DeMartini J C, MacHugh N D, Naessens J, Teale A J
International Laboratory for Research on Animal Diseases, Nairobi, Kenya.
Vet Immunol Immunopathol. 1993 Jan;35(3-4):253-73. doi: 10.1016/0165-2427(93)90038-6.

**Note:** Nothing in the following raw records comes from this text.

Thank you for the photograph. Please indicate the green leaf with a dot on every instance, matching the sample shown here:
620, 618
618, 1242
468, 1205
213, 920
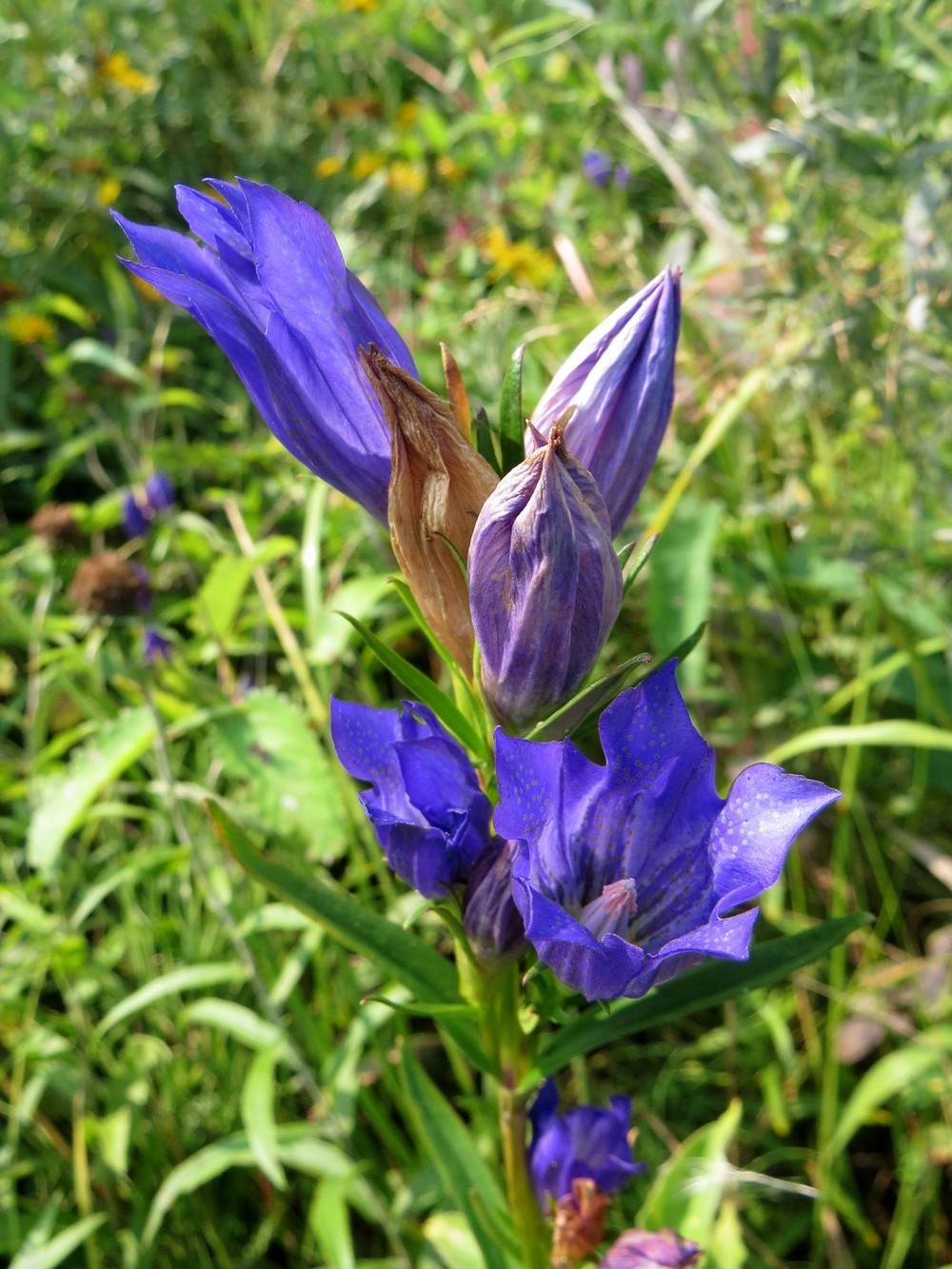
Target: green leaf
590, 701
452, 1151
512, 422
55, 1252
908, 1067
399, 953
258, 1115
219, 602
63, 800
423, 689
288, 782
687, 1193
186, 979
297, 1146
704, 987
680, 583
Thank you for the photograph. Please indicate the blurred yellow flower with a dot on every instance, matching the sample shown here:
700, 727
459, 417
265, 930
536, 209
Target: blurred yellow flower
117, 69
518, 260
29, 327
407, 178
407, 114
448, 169
329, 167
367, 163
109, 191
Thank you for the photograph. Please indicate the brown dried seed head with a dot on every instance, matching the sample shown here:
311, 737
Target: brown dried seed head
438, 484
109, 585
56, 525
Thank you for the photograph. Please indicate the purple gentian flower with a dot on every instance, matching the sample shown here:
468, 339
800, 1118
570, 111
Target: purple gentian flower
586, 1142
650, 1249
136, 517
545, 584
628, 873
426, 803
155, 646
620, 385
270, 287
597, 167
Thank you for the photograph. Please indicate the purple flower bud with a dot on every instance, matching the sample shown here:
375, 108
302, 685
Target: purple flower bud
620, 384
545, 584
490, 917
160, 491
586, 1143
135, 517
650, 1249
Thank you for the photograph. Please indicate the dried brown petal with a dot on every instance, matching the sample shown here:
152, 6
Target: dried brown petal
438, 484
56, 525
109, 585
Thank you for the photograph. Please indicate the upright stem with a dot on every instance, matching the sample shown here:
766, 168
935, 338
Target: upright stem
502, 999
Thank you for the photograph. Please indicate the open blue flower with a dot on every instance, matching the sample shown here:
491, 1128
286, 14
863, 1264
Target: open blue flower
628, 873
588, 1142
270, 287
426, 803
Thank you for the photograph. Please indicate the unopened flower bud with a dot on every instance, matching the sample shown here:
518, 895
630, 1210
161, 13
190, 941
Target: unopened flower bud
620, 385
490, 917
545, 584
438, 484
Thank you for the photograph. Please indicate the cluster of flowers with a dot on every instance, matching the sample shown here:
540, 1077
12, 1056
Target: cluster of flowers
619, 875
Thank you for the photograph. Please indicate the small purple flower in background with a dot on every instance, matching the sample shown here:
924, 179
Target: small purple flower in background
270, 287
426, 803
545, 584
155, 646
620, 385
585, 1143
650, 1249
597, 167
628, 872
601, 168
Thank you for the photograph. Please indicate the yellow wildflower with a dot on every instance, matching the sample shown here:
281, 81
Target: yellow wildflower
118, 69
109, 191
29, 327
329, 167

The expression of major histocompatibility complex class II (MHC II) non-polymorphic antigens detected by four monoclonal antibodies was investigated in Theileria parva-infected and non-infected cloned lymphoid cell lines, bulk cultures, and in peripheral blood mononuclear cells (PBMC) and lymph node cells (LNC) of experimentally infected calves. Compared with non-infected cell lines, both immunofluorescence microscopy and flow cytofluorometry analysis of infected lines of alpha beta T-cell, gamma delta T-cell and B-cell origin revealed high expression of MHC II MHC molecules. After T. parva infection in vitro, three alloreactive T cell clones, three interleukin-2 (IL-2)-dependent cell lines and a concanavalin A (Con A)-stimulated bulk culture all had an increase both in the proportion of MHC II+ cells and in their mean fluorescence intensity. Radioimmunoprecipitation of class II molecules biosynthesized in infected and non-infected cells revealed that they were constitutively produced in infected cells, and were a slightly larger relative mass than the MHC II molecules of uninfected cells. In a study of the serial expression of MHC II antigens in PBMC and LNC of six calves inoculated with a lethal dose of T.parva, MHC II expression by non-parasitized cells peaked at Days 7 (LNC) or 9 (PBMC) following inoculation and, subsequently, MHC II non-expressing parasitized lymphocytes progressively outnumbered MHC II-expressing parasitized cells. In two calves studied in detail, MHC II expression in PBMC and LNC generally, and in T cells particularly, increased during the course of the disease. Finally, among LNC sorted for MHC II expression at 11 and 17 days after parasite inoculation, the proportion of parasitized cells increased markedly in MHC II non-expressing populations and was reduced or increased only slightly in MHC II-expressing populations. These findings indicate that: (1) enhanced MHC II antigen expression by parasitized lymphocytes may be important in the pathogenesis of the lymphoproliferation that characterizes T. parva infection; (2) the in vivo preponderance of MHC II non-expressing over MHC II-expressing T. parva-infected cells may reflect host-mediated destruction or antigenic modulation of parasitized MHC II-expressing cells.
利用四种单克隆抗体对主要组织相容性复合体II类(MHC II)非多态性抗原的表达情况进行了研究,研究对象包括感染和未感染泰勒虫的克隆淋巴细胞系、大量培养物,以及实验感染小牛的外周血单核细胞(PBMC)和淋巴结细胞(LNC)。与未感染的细胞系相比,对αβT细胞、γδT细胞和B细胞来源的感染细胞系进行免疫荧光显微镜检查和流式细胞荧光分析均显示,MHC II类分子表达较高。体外感染泰勒虫后,三个同种异体反应性T细胞克隆、三个白细胞介素2(IL-2)依赖细胞系以及一个经刀豆蛋白A(Con A)刺激的大量培养物中,MHC II +细胞比例及其平均荧光强度均增加。对感染和未感染细胞中生物合成的II类分子进行放射免疫沉淀分析显示,它们在感染细胞中组成性产生,相对质量比未感染细胞的MHC II分子略大。在一项对六头接种致死剂量泰勒虫的小牛的PBMC和LNC中MHC II抗原连续表达情况的研究中,未被寄生细胞的MHC II表达在接种后第7天(LNC)或第9天(PBMC)达到峰值,随后,不表达MHC II的被寄生淋巴细胞数量逐渐超过表达MHC II的被寄生细胞。在详细研究的两头小牛中,PBMC和LNC中的MHC II表达,尤其是T细胞中的表达,在疾病过程中普遍增加。最后,在寄生虫接种后第11天和第17天对MHC II表达进行分选的LNC中,不表达MHC II的群体中被寄生细胞的比例显著增加,而在表达MHC II的群体中仅略有减少或增加。这些发现表明:(1)被寄生淋巴细胞增强的MHC II抗原表达可能在以泰勒虫感染为特征的淋巴细胞增殖的发病机制中起重要作用;(2)在体内,不表达MHC II的泰勒虫感染细胞比表达MHC II的细胞占优势,这可能反映了宿主介导的对表达MHC II的被寄生细胞的破坏或抗原调节。